Why would Gore lose if he's a war President after 9/11, though?

Bush damn near lost in 2004 OTL (a swing of 100K votes in Ohio would've put Kerry in the White House) due to a weak recovery from the "Dot Com" bust/recession and his handling of the Iraq War. While we may not see an Iraq war under Bush, you'd still have the weak recovery and, on top of that, voter fatigue after 12 years of Democrats in the White House.
 
Thanks for all of this information! :)

Also, two questions:

1. Does this mean that the U.S. did Iraqi Sunni Arabs a huge favor by overthrowing Saddam Hussein and thus halting the Faith Campaign?
2. Do you think that the rise of ISIS was more-or-less inevitable?
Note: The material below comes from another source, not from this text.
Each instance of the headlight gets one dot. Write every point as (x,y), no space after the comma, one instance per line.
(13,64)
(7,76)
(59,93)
In other words, do you think that ISIS would have still captured a lot of Iraqi Sunni Arab territory even if Allawi rather than Maliki was Iraqi Prime Minister after 2010?

No war and in my view Iraqi Sunni society continues its trek off the deep end leading to eventual civil war. It continued it anyway in the form of AQI/ISIS, but hopefully its the last gasp of that era in Iraq, but much is up to what people do the next several years.

As for Allawi I won't get into it other then backing Maliki and then leaving Maliki to his own fears and paranoia along with an under developed Iraqi Army wasn't the best of idea, but its water under the bridge.
 

CaliGuy

Banned
No war and in my view Iraqi Sunni society continues its trek off the deep end leading to eventual civil war. It continued it anyway in the form of AQI/ISIS, but hopefully its the last gasp of that era in Iraq, but much is up to what people do the next several years.

OK; understood.

Also, do you think that a post-ISIS reconciliation process in Iraq is likely to be successful?

As for Allawi I won't get into it other then backing Maliki and then leaving Maliki to his own fears and paranoia along with an under developed Iraqi Army wasn't the best of idea, but its water under the bridge.

OK.

Also, do you think that we should have tried putting more pressure on Maliki in 2011 to get a status of forces agreement in Iraq on our own terms?
 

CaliGuy

Banned
Also, out of curiosity--do you think that Iraq would have experienced a Sunni Arab rebellion had the U.S. helped the Shiites and Kurds overthrow Saddam Hussein back in 1991? Or were sectarian tensions in Iraq back then not yet that deep--thus preventing a Sunni Arab rebellion from breaking out in Iraq afterwards?